La collecte de données, autrefois limitée aux questionnaires papier (CRF), s’appuie désormais sur une multitude d’outils électroniques tels que les systèmes de réponse vocale interactive (IVRS) et les plateformes de recueil de données électroniques par les patients (ePRO). Cette abondance d’informations nécessite une gestion rigoureuse pour garantir l’intégrité des résultats.
Les organisations de gestion des données cliniques (CDM) s’adaptent en développant des compétences axées sur l’analyse et l’interprétation des données. Leur objectif principal est de fournir des informations exploitables aux acteurs de la recherche clinique. À ce stade, les gestionnaires de données doivent acquérir de nouvelles compétences pour éviter toute compromission de la qualité des données.
Face à cette évolution, de nombreuses formations en gestion des données cliniques ont vu le jour, proposées par des instituts spécialisés. Ces cursus permettent de combler le fossé entre les pratiques traditionnelles et les exigences actuelles.

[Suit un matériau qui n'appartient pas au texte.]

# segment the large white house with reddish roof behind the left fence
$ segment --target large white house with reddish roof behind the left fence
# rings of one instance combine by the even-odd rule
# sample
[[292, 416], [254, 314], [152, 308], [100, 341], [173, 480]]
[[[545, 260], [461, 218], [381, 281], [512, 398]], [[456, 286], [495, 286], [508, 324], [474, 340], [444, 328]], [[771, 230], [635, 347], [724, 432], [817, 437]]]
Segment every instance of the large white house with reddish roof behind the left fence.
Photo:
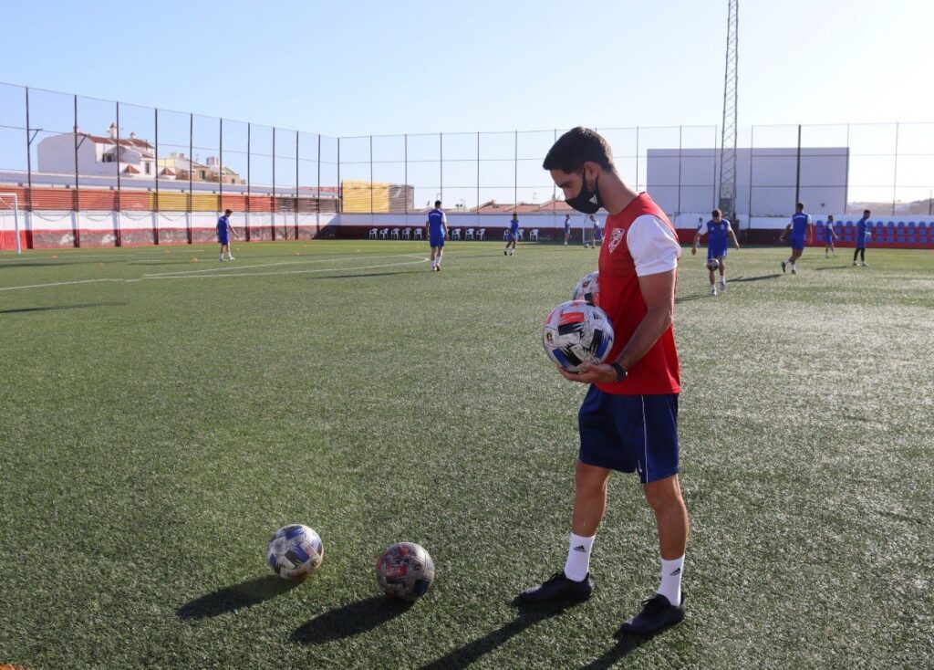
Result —
[[76, 128], [74, 133], [51, 135], [36, 147], [38, 171], [50, 174], [75, 174], [76, 146], [78, 174], [94, 177], [176, 178], [173, 170], [156, 164], [156, 148], [135, 133], [117, 136], [117, 124], [111, 123], [107, 135], [88, 135]]

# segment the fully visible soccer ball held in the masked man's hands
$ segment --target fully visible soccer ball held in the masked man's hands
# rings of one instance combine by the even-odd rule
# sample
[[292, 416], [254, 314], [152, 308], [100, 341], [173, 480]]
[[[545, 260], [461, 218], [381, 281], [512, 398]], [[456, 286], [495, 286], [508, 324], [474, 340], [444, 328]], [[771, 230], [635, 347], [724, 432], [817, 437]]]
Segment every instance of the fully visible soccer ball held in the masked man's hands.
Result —
[[584, 300], [569, 300], [555, 307], [542, 329], [542, 346], [555, 363], [568, 372], [580, 365], [598, 365], [613, 349], [613, 324], [603, 310]]

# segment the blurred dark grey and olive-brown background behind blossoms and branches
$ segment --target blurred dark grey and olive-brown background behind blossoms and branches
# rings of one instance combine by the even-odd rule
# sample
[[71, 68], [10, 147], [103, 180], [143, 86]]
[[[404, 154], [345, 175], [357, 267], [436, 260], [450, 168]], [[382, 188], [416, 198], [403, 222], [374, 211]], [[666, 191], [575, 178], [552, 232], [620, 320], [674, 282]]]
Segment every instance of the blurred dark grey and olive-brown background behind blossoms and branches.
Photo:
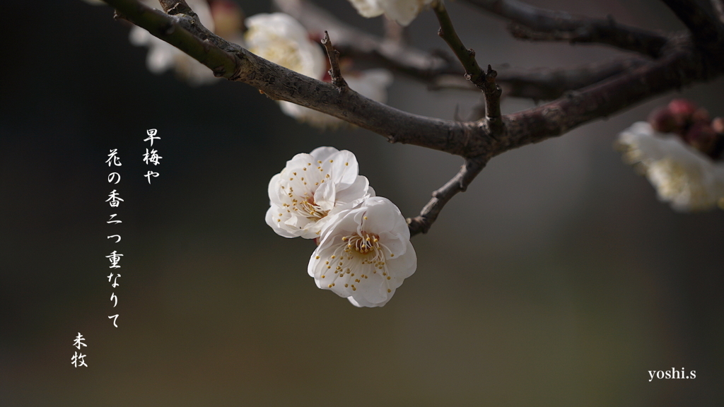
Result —
[[[271, 10], [239, 3], [248, 15]], [[484, 64], [620, 55], [515, 41], [505, 22], [448, 3]], [[654, 0], [531, 3], [682, 28]], [[319, 4], [382, 30], [348, 1]], [[459, 157], [365, 130], [321, 132], [240, 83], [153, 75], [108, 7], [11, 1], [3, 12], [0, 405], [723, 405], [724, 213], [675, 213], [612, 147], [673, 97], [724, 114], [722, 80], [493, 159], [413, 238], [418, 269], [395, 298], [356, 309], [308, 277], [313, 243], [264, 223], [269, 178], [299, 152], [346, 148], [377, 193], [413, 216]], [[431, 12], [410, 28], [426, 50], [445, 48], [436, 32]], [[452, 119], [476, 101], [395, 75], [389, 103]], [[503, 109], [530, 106], [507, 99]], [[163, 156], [151, 185], [148, 128]], [[123, 164], [113, 186], [111, 148]], [[105, 202], [114, 188], [125, 199], [117, 210]], [[107, 225], [114, 213], [123, 223]], [[124, 255], [116, 289], [105, 258], [114, 250]], [[77, 332], [88, 368], [70, 364]], [[649, 370], [672, 368], [696, 379], [649, 382]]]

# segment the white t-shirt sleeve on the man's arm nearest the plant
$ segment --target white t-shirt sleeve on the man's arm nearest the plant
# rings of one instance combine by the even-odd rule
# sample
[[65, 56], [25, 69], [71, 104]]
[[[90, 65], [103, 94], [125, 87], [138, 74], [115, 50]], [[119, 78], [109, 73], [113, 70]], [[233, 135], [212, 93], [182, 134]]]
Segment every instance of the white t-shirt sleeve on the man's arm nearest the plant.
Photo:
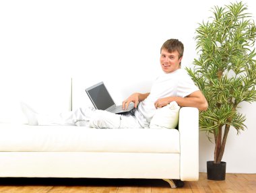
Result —
[[183, 75], [179, 78], [177, 96], [185, 98], [187, 95], [190, 95], [194, 91], [198, 90], [198, 87], [195, 85], [191, 77], [187, 73], [183, 73]]

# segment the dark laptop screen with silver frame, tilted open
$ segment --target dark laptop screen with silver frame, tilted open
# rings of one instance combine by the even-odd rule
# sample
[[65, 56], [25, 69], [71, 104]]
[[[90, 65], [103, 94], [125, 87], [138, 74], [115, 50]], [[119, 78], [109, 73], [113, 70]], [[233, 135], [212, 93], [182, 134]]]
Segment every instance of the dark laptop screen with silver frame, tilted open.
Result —
[[113, 106], [115, 102], [110, 97], [104, 83], [99, 83], [86, 89], [92, 103], [98, 110], [106, 110], [110, 106]]

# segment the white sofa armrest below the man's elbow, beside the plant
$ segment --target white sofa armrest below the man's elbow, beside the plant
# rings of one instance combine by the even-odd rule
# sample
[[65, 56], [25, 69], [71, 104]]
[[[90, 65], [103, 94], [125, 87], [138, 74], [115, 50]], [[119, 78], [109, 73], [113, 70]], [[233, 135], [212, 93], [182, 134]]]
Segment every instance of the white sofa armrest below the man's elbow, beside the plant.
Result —
[[179, 132], [181, 180], [196, 181], [199, 178], [199, 112], [197, 108], [181, 108]]

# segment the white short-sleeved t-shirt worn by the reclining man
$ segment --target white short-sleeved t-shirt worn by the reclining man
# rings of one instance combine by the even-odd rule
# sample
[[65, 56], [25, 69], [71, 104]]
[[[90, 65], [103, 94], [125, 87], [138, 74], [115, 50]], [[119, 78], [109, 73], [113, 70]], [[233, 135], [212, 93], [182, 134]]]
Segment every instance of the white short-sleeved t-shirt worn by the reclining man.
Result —
[[156, 100], [170, 96], [185, 98], [197, 90], [199, 90], [198, 87], [184, 69], [178, 69], [172, 73], [162, 73], [154, 81], [148, 98], [139, 103], [135, 116], [141, 126], [148, 127], [156, 112], [154, 106]]

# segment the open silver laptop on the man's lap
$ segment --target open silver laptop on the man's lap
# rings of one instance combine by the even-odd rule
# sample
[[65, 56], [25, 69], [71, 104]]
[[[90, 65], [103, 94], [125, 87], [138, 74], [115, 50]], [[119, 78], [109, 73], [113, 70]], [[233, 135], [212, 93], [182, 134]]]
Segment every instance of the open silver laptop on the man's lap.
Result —
[[86, 89], [86, 93], [88, 94], [94, 107], [98, 110], [106, 110], [115, 114], [122, 114], [125, 112], [129, 112], [134, 108], [133, 102], [129, 104], [126, 110], [124, 110], [122, 106], [116, 106], [103, 82], [88, 87]]

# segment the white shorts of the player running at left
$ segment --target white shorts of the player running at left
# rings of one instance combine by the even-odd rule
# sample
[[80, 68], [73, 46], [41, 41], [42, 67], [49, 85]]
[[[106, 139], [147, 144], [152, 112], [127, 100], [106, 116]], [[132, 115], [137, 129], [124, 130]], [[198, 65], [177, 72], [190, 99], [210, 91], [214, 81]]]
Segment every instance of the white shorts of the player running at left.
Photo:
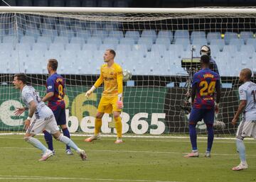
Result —
[[47, 118], [36, 119], [32, 118], [31, 125], [29, 125], [27, 133], [36, 135], [43, 130], [47, 130], [51, 134], [54, 134], [59, 131], [59, 127], [56, 123], [54, 115], [50, 115]]

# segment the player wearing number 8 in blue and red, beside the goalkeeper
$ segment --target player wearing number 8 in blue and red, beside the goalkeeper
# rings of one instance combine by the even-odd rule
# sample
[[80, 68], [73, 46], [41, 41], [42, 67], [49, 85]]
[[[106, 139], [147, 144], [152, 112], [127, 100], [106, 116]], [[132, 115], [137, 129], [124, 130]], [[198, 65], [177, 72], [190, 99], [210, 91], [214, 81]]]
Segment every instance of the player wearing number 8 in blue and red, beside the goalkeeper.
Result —
[[[50, 76], [46, 81], [47, 93], [46, 96], [43, 97], [43, 102], [48, 101], [48, 107], [53, 110], [57, 124], [60, 125], [61, 130], [63, 130], [63, 135], [70, 138], [65, 116], [65, 81], [60, 74], [57, 74], [57, 68], [58, 61], [56, 59], [49, 59], [47, 69]], [[48, 144], [48, 148], [53, 150], [53, 138], [50, 133], [44, 130], [43, 134], [45, 136], [46, 143]], [[68, 145], [66, 146], [66, 154], [73, 154]]]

Le rôle des gestionnaires de données est désormais crucial pour optimiser les processus de préparation des systèmes, des fournisseurs et des données d’étude en vue du partage. Ils doivent maîtriser les procédures de traitement des données, la configuration et la validation des systèmes, afin de garantir la fiabilité des résultats et leur conformité aux protocoles.
Les responsabilités des gestionnaires de données peuvent être regroupées en cinq domaines clés : la gestion des données (codage, capture, nettoyage), les normes de données (gouvernance), les systèmes cliniques et logiciels (eCRF, ePRO, dispositifs connectés), l’analyse centralisée des données (visualisation interactive, surveillance des risques) et l’innovation.
Les départements CDM ont considérablement progressé en développant des compétences et des fonctions adaptées à l’adoption rapide de nouvelles procédures, normes, technologies et réglementations. Les technologies avancées ont remplacé les méthodes traditionnelles, souvent laborieuses et peu efficaces.
Les pratiques actuelles incluent le traitement des données non-CRF obtenues par voie électronique, stockées dans des environnements cloud et gérées par des prestataires externes. Les équipes CDM sont désormais composées de spécialistes dotés de compétences analytiques et managériales, capables de superviser l’ensemble du cycle de vie des données, de la conception du projet à son achèvement.
Pour faciliter la transmission de ces connaissances, de nombreux cours en ligne sur la gestion des données cliniques sont disponibles, offrant une formation de qualité et des certifications reconnues.